Measuring Well-Being: A New Happines Index Aims to Quantify Your Inner Life

--body + mind + spirit--

Feeling happy today ? Loving life ? Well, according to researchers you are in good company - that is, if you see the glass half full versus half empty.

According to a new massive survey half of Americans are actually happy and fulfilled. The survey was conducted as an attempt to measure the nation's general welfare. The researchers behind the survey wanted to design an index much like the Dow Jones Average - except instead of portraying the health of the stock would portray the health of the "emotional market."

The Index actually has a name, "The Gallup Healthways Well-Being Index" and is based thus far on over 100,000 people. Researchers imagine that their findings, which can be broken down by occupation, commute time and exercise habits, will help employers better understand what they can do to create happier and healthier workers. Another application they suggest is that the data could even be used to compare health and happiness by ZIP code, creating a sort of "measuring stick" for future generations of politicians. So how does a study work that is meant to be used by everyone from employers to politician to hopefully make us happier ? What is the sophisticated technology behind this new index? Well, apparently its a bunch of questions.

Pollsters asked people to imagine where they would put themselves on a ladder with 10 steps. Those said they were on step seven or above are listed as thriving. Those at four or below are suffering. In between are the strugglers. I wonder about this study though...I mean ask any given person that you know really well how happy they are one day to the next, and for many the answer greatly varies. A squabble with a spouse, a teething infant up all night, an unreasonable employer, a shift in monthly hormones, really bad weather, or a particularly bad traffic jam can shift one's perception, if even for a short time - on the general state of their happiness. 100,000 people is a whole lot of people, but I wonder if they watched everything from how much caffeine, sugar and sleep they had, or inquired on the experience they had with their kids or lovers that morning.

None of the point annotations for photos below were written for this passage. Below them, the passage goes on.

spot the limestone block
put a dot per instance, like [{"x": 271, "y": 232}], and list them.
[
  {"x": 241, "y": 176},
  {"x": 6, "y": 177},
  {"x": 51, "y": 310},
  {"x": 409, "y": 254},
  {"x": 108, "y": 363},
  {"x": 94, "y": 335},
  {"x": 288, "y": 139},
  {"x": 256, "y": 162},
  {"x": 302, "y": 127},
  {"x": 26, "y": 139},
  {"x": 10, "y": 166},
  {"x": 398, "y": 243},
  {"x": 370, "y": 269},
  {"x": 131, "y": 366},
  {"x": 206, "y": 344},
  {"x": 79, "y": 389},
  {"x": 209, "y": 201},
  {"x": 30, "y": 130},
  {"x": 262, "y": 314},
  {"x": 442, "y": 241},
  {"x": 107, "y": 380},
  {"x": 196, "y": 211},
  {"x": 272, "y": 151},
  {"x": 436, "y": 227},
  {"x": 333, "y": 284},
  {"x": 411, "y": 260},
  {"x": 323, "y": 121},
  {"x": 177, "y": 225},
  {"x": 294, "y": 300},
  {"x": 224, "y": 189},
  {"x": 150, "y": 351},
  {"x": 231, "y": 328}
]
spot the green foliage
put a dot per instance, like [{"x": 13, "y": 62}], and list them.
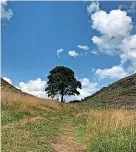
[
  {"x": 122, "y": 141},
  {"x": 62, "y": 81}
]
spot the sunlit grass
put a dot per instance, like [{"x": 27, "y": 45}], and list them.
[{"x": 39, "y": 122}]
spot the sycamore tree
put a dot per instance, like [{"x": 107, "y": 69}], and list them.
[{"x": 61, "y": 81}]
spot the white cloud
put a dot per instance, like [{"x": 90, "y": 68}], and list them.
[
  {"x": 113, "y": 24},
  {"x": 116, "y": 72},
  {"x": 83, "y": 47},
  {"x": 88, "y": 88},
  {"x": 59, "y": 51},
  {"x": 8, "y": 80},
  {"x": 94, "y": 52},
  {"x": 73, "y": 53},
  {"x": 129, "y": 9},
  {"x": 113, "y": 27},
  {"x": 115, "y": 37},
  {"x": 5, "y": 13},
  {"x": 93, "y": 7},
  {"x": 128, "y": 48},
  {"x": 34, "y": 87}
]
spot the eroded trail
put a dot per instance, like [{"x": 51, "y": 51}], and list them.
[{"x": 67, "y": 143}]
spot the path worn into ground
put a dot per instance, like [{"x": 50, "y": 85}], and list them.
[{"x": 67, "y": 143}]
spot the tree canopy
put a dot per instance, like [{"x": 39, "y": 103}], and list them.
[{"x": 61, "y": 81}]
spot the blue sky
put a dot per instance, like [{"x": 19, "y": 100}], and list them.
[{"x": 33, "y": 32}]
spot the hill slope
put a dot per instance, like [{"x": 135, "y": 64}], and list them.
[
  {"x": 119, "y": 94},
  {"x": 32, "y": 124}
]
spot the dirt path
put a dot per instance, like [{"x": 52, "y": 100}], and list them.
[{"x": 67, "y": 143}]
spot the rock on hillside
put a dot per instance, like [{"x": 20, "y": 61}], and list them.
[{"x": 121, "y": 93}]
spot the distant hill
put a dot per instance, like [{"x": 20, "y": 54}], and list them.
[{"x": 121, "y": 93}]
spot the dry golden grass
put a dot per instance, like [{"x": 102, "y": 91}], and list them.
[{"x": 101, "y": 121}]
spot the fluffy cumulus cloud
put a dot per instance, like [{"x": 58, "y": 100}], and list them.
[
  {"x": 128, "y": 48},
  {"x": 116, "y": 72},
  {"x": 73, "y": 53},
  {"x": 115, "y": 30},
  {"x": 59, "y": 51},
  {"x": 83, "y": 47},
  {"x": 93, "y": 7},
  {"x": 5, "y": 13},
  {"x": 34, "y": 87},
  {"x": 8, "y": 80},
  {"x": 129, "y": 9},
  {"x": 113, "y": 27}
]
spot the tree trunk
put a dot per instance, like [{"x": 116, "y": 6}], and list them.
[{"x": 62, "y": 96}]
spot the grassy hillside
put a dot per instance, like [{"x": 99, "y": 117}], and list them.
[
  {"x": 36, "y": 125},
  {"x": 119, "y": 94}
]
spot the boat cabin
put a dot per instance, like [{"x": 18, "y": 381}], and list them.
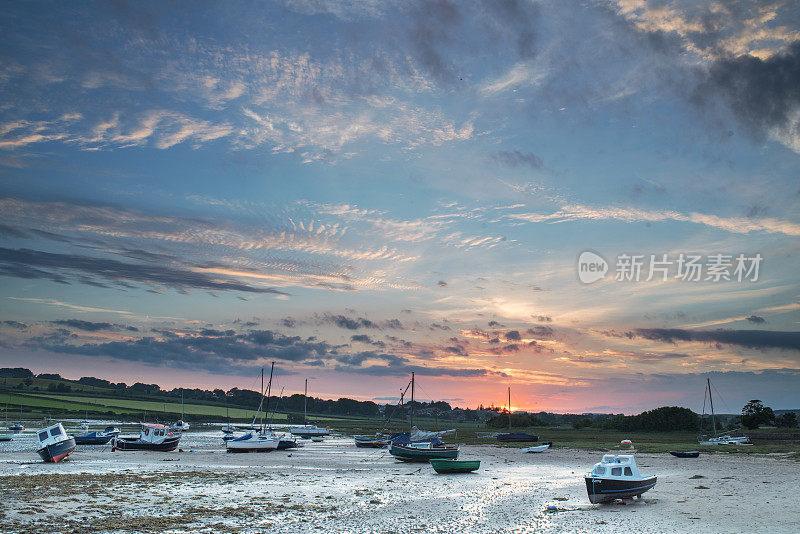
[
  {"x": 619, "y": 466},
  {"x": 155, "y": 433},
  {"x": 51, "y": 435}
]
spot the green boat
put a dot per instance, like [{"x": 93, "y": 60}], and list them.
[
  {"x": 422, "y": 452},
  {"x": 455, "y": 466}
]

Besides the questionable methodology and results of the study, I ask why do we need the study at all ? Our TV viewing habits are watched by Nielsen, our web surfing behavior is monitored by countless software, our subway riding patterns are monitored on our metro-cards, our purchasing behavior is monitored by our credit cards, and so on, and so on, and so on. But with all this data on what we do, when we do it, and how we do it - are business and political leaders actually able to provide us with a more efficient, easy or pleasant daily experience ? Some claim that this data mining is there to protect us, but from what? In all the years I have been monitored - what scare have I really evaded thanks to the data that I provided to the forces that be? I don't buy it. But I think someone else does. Information is a commodity - even if its true value only exists in perception.

One scientist, a Princeton University professor named Kahneman, commented on the new happiness index,

"You're getting details about what it's like to live in this country. What is the experience of the weekend? What is the experience of the weekday for someone who is sick and has to go to work in the morning? We are going to learn a great deal about what are the determinants of actual happiness."

Great, I say - and then what? Happiness is not something delivered like an egg roll to your front door. It's a daily and even momentary pursuit. Nothing that industry will try to sell you will bring you happiness, and no policy no matter how much it will improve that standing of your life will guarantee happiness either. There are happy and sad sick, healthy, rich, poor, fat, thin etc etc people. It's not what they have in their life that defines their happiness - its how they define what they have in their life that defines their happiness.

Index or no index, happiness is up to you - to define, to cultivate and ultimately to measure for yourself.